To my knowledge, homeschooling is about 1-2% of the school age population, and I don't see it getting appreciably larger.
In reality, what people with intact families and any money at all used to do was move. First they moved out of the inner cities to the suburbs, and then from the inner suburbs way out to the "exurbs." Their exurban school districts have been largely pretty good, and many parents have been satisfied with them.
With No Child Left Behind, that is changing, because the quality of a district is *not* determined by the people who live there, who run the school district, or by the state, but is rather determined by the federal government. The federal government has for now defined about *half* the school districts in the entire country as "failing." In St. Louis, virtually *all* the St. Louis County (suburban) districts are now on the "watch list."

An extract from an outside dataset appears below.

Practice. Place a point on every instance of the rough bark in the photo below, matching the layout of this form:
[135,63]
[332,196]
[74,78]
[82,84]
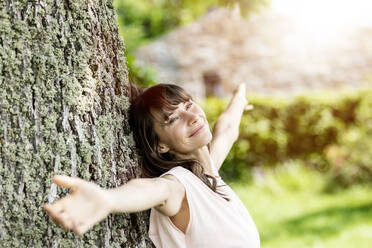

So it doesn't matter how far you move, anymore - as long as a district has an "identifiable sub-group" (either minority, or special education, or both), if that ISG doesn't get up to "proficient" standards, the district will be labelled "failing."
Just about every large exurban school district *will* have an ISG of special-ed students, and thus ultimately practically *every* district in the US will be considered "failing," if this nonsense continues.
People in the US by and large have shown themselves committed to public education - when they themselves have some control over it, especially in being able to buy a house in a good district.
Homeschooling has been one way for parents to control their children's education, but expecting everyone - especially parents who believe that a good public school education *is* best for their kids - to do it is unrealistic.